Mais même très entreprenantes, les marques maghrébines ne sont pas près de bousculer la hiérarchie mondiale. « Plus une entreprise marche, plus elle devient une cible pour d’éventuels acquéreurs », observe Hassen Zargouni. Au bout de quatre ans de partenariat, Henkel a neutralisé et « croqué » l’algérien Enad dans les détergents et sa célèbre marque Isis. Idem en Tunisie dans le cosmétique : le Laboratoire Jasminal a tenu tête pendant trois décennies aux géants mondiaux Procter & Gamble, Unilever, L’Oréal, Colgate-Palmolive ou Henkel. En 2007, la PME tunisienne, fondée par Nejmeddine Frikha en 1978, détenait en effet 43 % du marché local. Mais c’est aussi en 2007 que le groupe Henkel a mis la main sur l’entreprise et ses parts de marché pour 13 millions d’euros. En Tunisie, les exemples se multiplient. Presque coup sur coup, le brasseur néerlandais Heineken s’est emparé de 49,99 % du capital de la Société de production et de distribution des boissons (SPDB) ainsi que de la Société nouvelle de boissons gazeuses (SNBG) pour 25 à 30 millions d’euros. Ou encore la biscuiterie Tom, rachetée par les Indiens d’Iffco, installés à Dubaï, pour plus de 10 millions d’euros.

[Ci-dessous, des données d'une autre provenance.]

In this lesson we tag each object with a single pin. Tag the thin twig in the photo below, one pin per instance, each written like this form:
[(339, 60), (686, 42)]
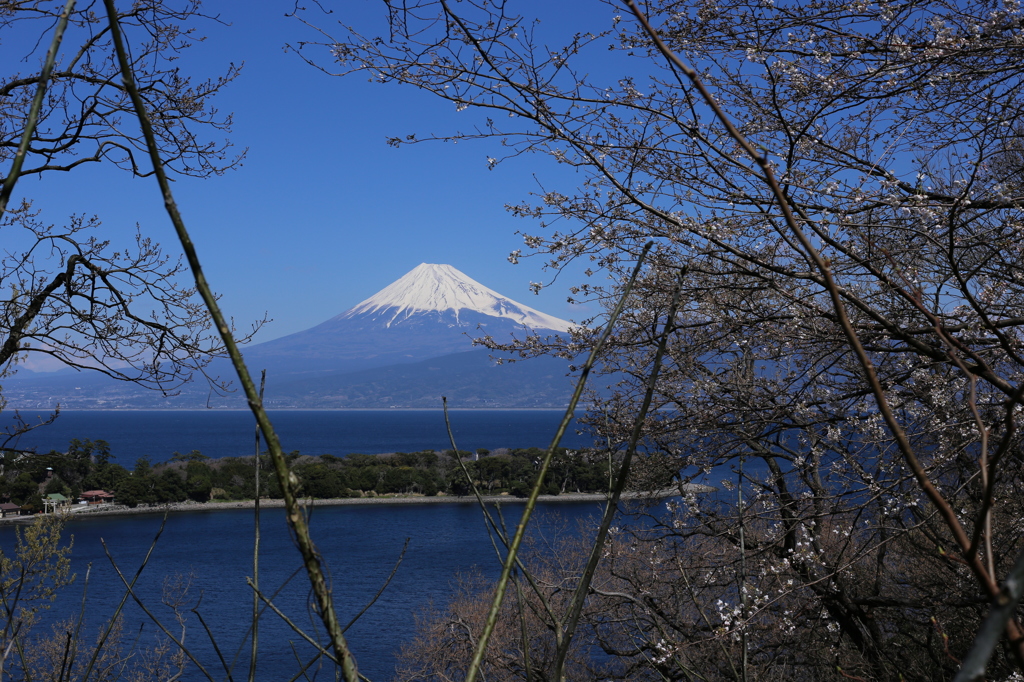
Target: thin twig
[(488, 626), (287, 479)]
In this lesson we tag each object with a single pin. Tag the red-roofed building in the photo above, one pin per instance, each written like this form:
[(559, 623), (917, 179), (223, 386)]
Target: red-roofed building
[(96, 497), (8, 509)]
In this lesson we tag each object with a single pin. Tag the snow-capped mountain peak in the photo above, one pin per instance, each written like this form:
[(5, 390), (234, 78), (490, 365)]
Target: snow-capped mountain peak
[(437, 288)]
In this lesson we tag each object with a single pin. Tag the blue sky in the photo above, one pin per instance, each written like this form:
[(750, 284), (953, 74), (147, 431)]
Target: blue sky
[(323, 213)]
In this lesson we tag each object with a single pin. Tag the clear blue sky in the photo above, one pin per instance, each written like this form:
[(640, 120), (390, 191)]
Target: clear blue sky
[(324, 213)]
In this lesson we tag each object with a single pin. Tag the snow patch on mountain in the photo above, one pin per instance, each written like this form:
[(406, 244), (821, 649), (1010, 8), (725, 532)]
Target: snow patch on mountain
[(437, 288)]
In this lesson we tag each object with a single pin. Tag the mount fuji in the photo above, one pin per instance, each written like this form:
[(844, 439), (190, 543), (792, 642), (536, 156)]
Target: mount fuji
[(432, 310), (404, 346)]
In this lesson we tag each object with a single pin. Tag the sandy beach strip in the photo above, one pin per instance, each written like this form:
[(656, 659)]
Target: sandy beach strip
[(92, 511)]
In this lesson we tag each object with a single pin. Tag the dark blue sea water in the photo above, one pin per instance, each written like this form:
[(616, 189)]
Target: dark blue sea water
[(359, 545), (157, 434)]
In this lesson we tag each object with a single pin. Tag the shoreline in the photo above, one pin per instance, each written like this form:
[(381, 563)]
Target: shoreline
[(185, 507)]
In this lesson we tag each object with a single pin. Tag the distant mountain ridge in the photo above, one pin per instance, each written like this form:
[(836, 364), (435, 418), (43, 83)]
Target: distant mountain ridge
[(403, 346)]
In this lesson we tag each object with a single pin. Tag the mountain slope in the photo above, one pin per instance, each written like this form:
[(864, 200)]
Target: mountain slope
[(432, 310), (403, 346)]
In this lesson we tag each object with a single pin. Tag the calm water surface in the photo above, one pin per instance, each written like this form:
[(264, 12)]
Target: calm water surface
[(158, 434), (359, 545)]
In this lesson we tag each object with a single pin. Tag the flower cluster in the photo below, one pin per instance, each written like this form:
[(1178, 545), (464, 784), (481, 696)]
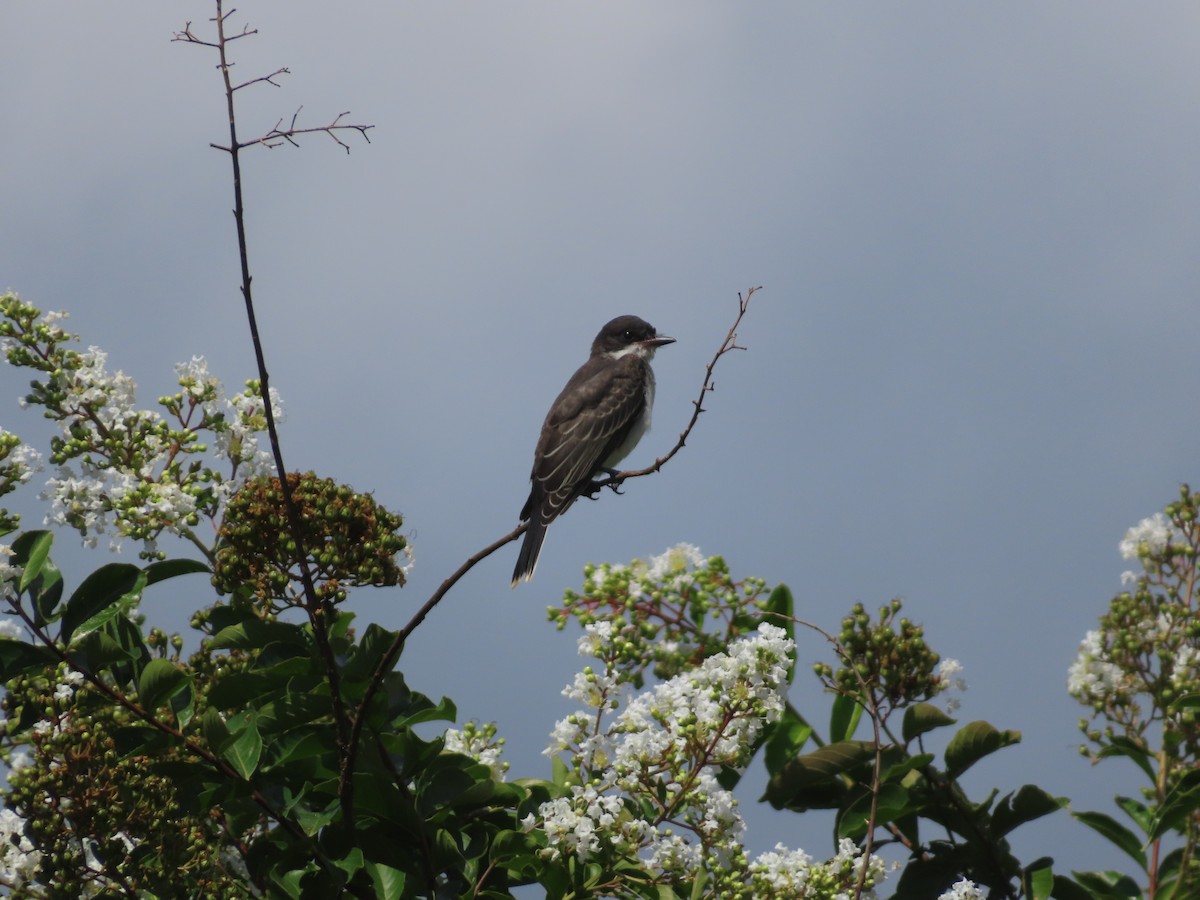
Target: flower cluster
[(963, 889), (480, 743), (646, 771), (665, 610), (785, 873), (18, 463), (19, 861), (887, 665), (123, 471), (347, 539), (1145, 657)]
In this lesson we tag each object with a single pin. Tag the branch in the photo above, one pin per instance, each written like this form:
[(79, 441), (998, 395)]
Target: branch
[(709, 385), (312, 605), (276, 136), (397, 645)]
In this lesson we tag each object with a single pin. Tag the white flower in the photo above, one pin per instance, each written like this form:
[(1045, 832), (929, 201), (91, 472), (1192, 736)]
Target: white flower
[(10, 577), (675, 562), (478, 744), (1150, 535), (963, 889), (1092, 676), (18, 858), (948, 673)]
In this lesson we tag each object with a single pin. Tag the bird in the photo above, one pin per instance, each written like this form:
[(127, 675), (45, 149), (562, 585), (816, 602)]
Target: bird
[(594, 424)]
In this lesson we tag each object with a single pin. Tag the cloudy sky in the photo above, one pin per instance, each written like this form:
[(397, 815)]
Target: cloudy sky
[(971, 369)]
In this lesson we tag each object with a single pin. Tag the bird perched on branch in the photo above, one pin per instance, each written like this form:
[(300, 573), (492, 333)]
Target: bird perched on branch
[(593, 425)]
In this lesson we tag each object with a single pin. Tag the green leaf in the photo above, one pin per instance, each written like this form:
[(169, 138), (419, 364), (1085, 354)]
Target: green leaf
[(30, 551), (844, 719), (17, 657), (215, 731), (105, 587), (174, 568), (46, 594), (975, 742), (780, 611), (1182, 801), (1067, 889), (1109, 886), (892, 804), (923, 718), (785, 738), (1029, 803), (389, 883), (40, 577), (1121, 745), (371, 649), (1115, 833), (255, 634), (101, 651), (93, 623), (246, 748), (161, 681), (820, 767), (1038, 879)]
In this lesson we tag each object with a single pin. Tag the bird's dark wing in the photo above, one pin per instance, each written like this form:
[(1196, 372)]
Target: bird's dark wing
[(587, 423)]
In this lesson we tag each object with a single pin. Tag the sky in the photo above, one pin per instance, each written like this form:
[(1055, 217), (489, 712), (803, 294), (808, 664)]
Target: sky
[(970, 370)]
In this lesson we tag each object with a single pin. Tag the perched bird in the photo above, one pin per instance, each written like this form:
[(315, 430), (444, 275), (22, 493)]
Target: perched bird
[(595, 421)]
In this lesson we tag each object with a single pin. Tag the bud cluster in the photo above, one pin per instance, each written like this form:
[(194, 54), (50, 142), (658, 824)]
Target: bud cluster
[(124, 471), (1144, 660), (347, 540), (670, 612), (886, 663)]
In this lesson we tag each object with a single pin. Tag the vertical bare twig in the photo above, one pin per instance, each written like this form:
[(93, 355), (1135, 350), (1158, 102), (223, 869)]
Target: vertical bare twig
[(319, 613)]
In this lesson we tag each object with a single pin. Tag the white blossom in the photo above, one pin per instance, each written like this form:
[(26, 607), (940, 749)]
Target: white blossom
[(19, 859), (948, 672), (1150, 535), (10, 577), (963, 889), (1092, 676)]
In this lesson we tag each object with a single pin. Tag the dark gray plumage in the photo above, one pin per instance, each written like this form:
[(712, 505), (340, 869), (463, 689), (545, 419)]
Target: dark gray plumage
[(593, 425)]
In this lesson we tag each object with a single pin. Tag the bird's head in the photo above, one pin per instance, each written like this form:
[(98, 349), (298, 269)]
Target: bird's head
[(629, 334)]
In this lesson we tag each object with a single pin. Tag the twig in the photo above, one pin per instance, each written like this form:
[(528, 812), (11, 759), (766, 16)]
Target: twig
[(875, 714), (397, 645), (312, 605), (730, 343)]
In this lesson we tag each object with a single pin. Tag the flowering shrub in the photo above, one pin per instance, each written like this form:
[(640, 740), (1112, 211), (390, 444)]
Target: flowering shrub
[(282, 759)]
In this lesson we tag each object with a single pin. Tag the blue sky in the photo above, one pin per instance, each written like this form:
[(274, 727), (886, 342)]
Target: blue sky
[(970, 371)]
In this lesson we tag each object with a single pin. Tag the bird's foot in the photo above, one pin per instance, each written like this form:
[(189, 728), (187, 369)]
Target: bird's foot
[(595, 487)]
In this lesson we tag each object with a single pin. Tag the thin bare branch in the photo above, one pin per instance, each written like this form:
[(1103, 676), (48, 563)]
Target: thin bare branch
[(708, 387), (269, 79), (389, 659)]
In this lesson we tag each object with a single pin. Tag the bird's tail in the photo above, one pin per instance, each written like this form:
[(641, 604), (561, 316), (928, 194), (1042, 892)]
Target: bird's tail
[(527, 559)]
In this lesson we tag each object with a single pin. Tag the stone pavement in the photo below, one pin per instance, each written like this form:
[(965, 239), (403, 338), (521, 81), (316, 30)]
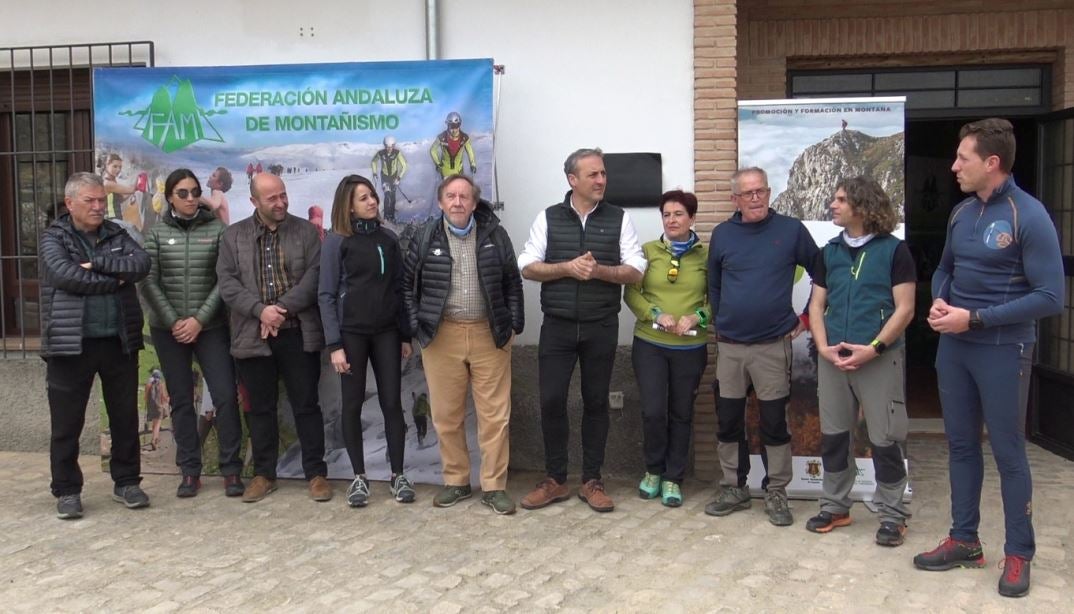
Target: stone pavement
[(289, 554)]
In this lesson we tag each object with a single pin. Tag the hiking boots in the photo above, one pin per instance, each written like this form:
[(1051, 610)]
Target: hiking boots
[(451, 495), (233, 486), (778, 509), (1015, 579), (546, 493), (358, 493), (402, 488), (593, 494), (259, 488), (890, 534), (188, 487), (69, 507), (730, 499), (498, 501), (952, 553), (650, 486), (671, 494), (131, 496), (825, 522)]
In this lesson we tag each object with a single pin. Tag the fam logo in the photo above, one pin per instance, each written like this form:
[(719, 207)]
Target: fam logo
[(998, 235), (173, 120)]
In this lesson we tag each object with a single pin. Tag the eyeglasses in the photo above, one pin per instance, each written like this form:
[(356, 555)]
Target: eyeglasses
[(754, 194), (673, 272)]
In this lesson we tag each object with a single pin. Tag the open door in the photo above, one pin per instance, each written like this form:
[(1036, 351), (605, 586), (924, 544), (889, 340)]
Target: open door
[(1050, 420)]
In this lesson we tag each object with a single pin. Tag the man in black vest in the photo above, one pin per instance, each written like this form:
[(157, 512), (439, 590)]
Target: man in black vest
[(582, 250)]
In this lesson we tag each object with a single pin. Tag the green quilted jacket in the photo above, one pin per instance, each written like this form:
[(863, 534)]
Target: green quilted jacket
[(182, 280)]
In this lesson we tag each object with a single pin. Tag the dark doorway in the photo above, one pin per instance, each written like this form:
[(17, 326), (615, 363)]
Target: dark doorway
[(931, 193)]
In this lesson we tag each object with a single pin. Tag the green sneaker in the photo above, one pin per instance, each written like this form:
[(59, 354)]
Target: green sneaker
[(451, 495), (650, 486), (498, 501), (670, 494)]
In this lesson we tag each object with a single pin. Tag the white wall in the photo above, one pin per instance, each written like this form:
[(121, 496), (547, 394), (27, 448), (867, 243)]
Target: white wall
[(617, 74)]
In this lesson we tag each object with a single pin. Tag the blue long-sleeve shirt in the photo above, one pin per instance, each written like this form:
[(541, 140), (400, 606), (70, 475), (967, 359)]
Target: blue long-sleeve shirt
[(752, 275), (1001, 259)]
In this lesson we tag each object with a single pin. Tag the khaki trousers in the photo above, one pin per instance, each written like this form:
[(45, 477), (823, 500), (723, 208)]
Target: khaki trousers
[(463, 355)]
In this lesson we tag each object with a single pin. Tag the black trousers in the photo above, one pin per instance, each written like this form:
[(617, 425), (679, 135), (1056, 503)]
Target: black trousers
[(69, 380), (592, 345), (301, 371), (667, 382), (213, 349), (385, 351)]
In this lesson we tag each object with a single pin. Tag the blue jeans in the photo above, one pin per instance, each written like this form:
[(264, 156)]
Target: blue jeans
[(976, 385), (213, 349)]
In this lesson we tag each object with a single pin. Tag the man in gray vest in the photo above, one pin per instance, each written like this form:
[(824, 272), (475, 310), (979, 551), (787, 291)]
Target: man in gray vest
[(582, 250)]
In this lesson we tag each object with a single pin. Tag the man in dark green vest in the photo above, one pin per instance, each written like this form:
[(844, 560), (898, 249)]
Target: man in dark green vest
[(862, 300), (582, 250)]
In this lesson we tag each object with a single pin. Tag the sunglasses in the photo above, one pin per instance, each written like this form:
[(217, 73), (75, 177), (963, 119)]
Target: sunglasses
[(185, 193), (673, 272)]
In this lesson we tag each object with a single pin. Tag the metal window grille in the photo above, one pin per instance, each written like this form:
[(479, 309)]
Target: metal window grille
[(46, 133)]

Dans d’autres cas, les marques locales, incapables de surenchérir en matière de marketing et de communication, finissent par disparaître, comme les Cafés Nizière en Algérie. Et si elles ne s’adossent pas à un groupe national, comme c’est souvent le cas en Tunisie, elles sont tout bonnement « tuées » par les groupes étrangers pour faire place nette. C’est le cas en Tunisie des deux marques de yaourts Baldi et Mamie Nova, asphyxiées par l’implacable Danone. Pionnier du meuble en kit au Maghreb, Kitea vit de son côté avec la rumeur de l’arrivée prochaine d’Ikea au Maroc. « On leur a préparé le terrain », raille Mina Lahlou. L’enseigne attend le géant suédois de pied ferme. Kitea ouvre des magasins géants de 4 000 à 6 000 m2 au lieu des 1 500 m2 habituels. Les entreprises maghrébines ont appris à se battre.